Masing-masing saham tersebut mengalami koreksi sebesar 17,57% dan 18,95% sejak awal tahun, dengan poin pemberat laju IHSG sebesar 114,51 dan 95,74.
Secara sektoral, IDXFinancials sejak awal tahun hingga 3 September 2025 baru mencatatkan kenaikan sebesar 4,67%, jauh tertinggal dibandingkan sektor lain seperti sektor teknologi yang melesat 158,09%, atau sektor *basic materials* yang naik 36,29%.
Kendati demikian, Nafan memprediksi bahwa saham-saham finansial ke depannya berpotensi menjadi *leading sector*, seiring dengan harapan bahwa kinerja fundamental emiten perbankan akan membaik dan tumbuh progresif.

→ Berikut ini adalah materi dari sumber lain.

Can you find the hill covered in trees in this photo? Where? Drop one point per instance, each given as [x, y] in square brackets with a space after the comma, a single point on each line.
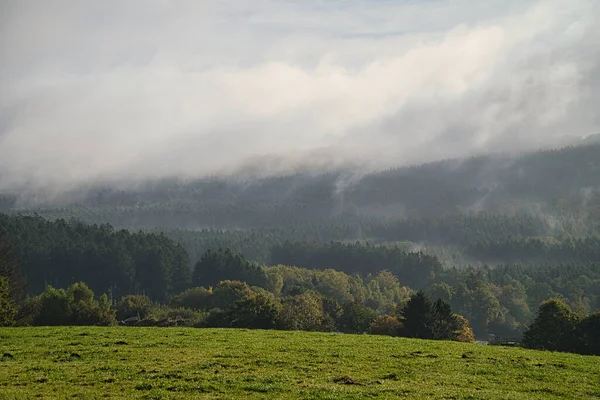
[493, 236]
[560, 182]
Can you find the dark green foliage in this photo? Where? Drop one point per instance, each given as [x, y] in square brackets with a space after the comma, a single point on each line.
[253, 310]
[133, 305]
[414, 269]
[302, 312]
[588, 333]
[417, 317]
[119, 262]
[54, 308]
[8, 310]
[554, 328]
[197, 298]
[259, 310]
[74, 306]
[10, 268]
[424, 319]
[355, 318]
[217, 266]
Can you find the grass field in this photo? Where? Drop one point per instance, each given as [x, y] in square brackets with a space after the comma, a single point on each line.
[173, 363]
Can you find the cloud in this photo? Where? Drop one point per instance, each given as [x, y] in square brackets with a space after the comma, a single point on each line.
[142, 89]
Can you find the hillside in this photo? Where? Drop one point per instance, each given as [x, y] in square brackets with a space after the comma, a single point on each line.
[180, 363]
[557, 182]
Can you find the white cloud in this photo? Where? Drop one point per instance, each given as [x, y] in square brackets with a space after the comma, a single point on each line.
[126, 90]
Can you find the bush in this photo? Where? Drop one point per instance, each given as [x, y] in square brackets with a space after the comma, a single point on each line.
[8, 311]
[554, 328]
[197, 298]
[385, 325]
[74, 306]
[302, 312]
[134, 305]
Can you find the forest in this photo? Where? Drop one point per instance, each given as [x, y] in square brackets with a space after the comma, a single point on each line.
[481, 243]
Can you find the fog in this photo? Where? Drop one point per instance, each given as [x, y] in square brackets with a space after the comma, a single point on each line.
[121, 91]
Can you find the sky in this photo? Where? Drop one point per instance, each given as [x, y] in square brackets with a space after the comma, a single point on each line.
[109, 90]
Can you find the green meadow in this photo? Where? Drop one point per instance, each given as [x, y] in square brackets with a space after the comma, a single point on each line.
[175, 363]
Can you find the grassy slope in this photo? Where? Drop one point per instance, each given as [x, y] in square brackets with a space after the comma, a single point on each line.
[155, 363]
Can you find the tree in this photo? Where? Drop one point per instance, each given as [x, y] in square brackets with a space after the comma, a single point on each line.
[463, 332]
[553, 328]
[417, 317]
[385, 325]
[217, 266]
[55, 309]
[302, 312]
[10, 268]
[589, 334]
[197, 298]
[8, 311]
[355, 318]
[259, 310]
[133, 305]
[444, 324]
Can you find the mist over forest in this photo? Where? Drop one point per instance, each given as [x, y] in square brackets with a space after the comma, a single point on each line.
[209, 159]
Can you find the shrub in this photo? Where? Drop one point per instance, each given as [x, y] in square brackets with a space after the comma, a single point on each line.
[134, 305]
[385, 325]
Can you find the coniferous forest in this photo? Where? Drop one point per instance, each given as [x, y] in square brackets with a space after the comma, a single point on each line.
[485, 247]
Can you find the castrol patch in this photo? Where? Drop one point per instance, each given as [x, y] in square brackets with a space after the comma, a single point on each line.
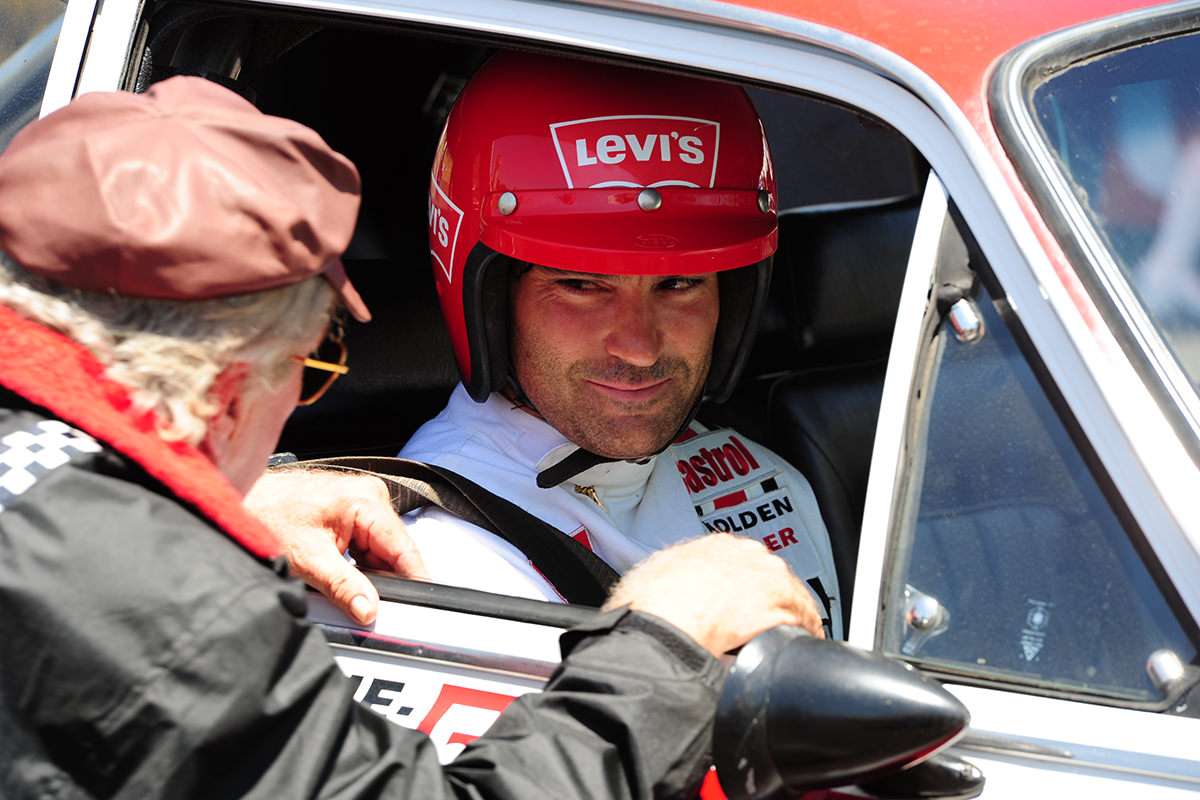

Dengan adanya peluang *rebound*, Nafan memberikan rekomendasi beli untuk saham BBCA dengan target price (TP) 1 di Rp8.250, TP2 di Rp8.550, dan TP3 di Rp11.675. Sementara itu, level *support* diprediksi berada di level Rp7.875 dan Rp7.600.
Untuk saham BMRI, rekomendasi beli juga diberikan dengan TP1 di Rp5.075, TP2 di Rp5.250, dan TP3 di Rp7.175. Level *support* untuk BMRI diperkirakan berada di Rp4.760 dan Rp4.530.
“Mandiri dibanding BCA *dividen yield* lebih tinggi. Valuasi juga lebih murah, lebih *undervalued* dibanding BCA,” pungkasnya.
Perlu diingat, informasi ini bukan ajakan untuk membeli atau menjual saham. Keputusan investasi sepenuhnya berada di tangan pembaca. Bisnis.com tidak bertanggung jawab terhadap segala kerugian maupun keuntungan yang timbul dari keputusan investasi pembaca.
Ringkasan
Artikel ini membahas potensi *September Effect* atau *Black September* yang secara historis cenderung melemahkan kinerja saham IHSG di bulan September. Data menunjukkan bahwa dalam 10 tahun terakhir, IHSG mayoritas mengalami penurunan pada bulan September. Namun, analis memprediksi sektor perbankan berpotensi memanfaatkan momen ini, terutama jika didukung oleh kebijakan suku bunga The Fed.
Meskipun saham perbankan menjadi pemberat IHSG *year to date*, analis memberikan rekomendasi beli untuk saham BBCA dan BMRI dengan target harga tertentu dan level *support* yang telah ditentukan. Pelonggaran kebijakan moneter oleh Bank Indonesia juga diharapkan dapat menjadi katalis positif bagi emiten perbankan. Investor tetap harus berhati-hati dan melakukan riset sendiri sebelum berinvestasi.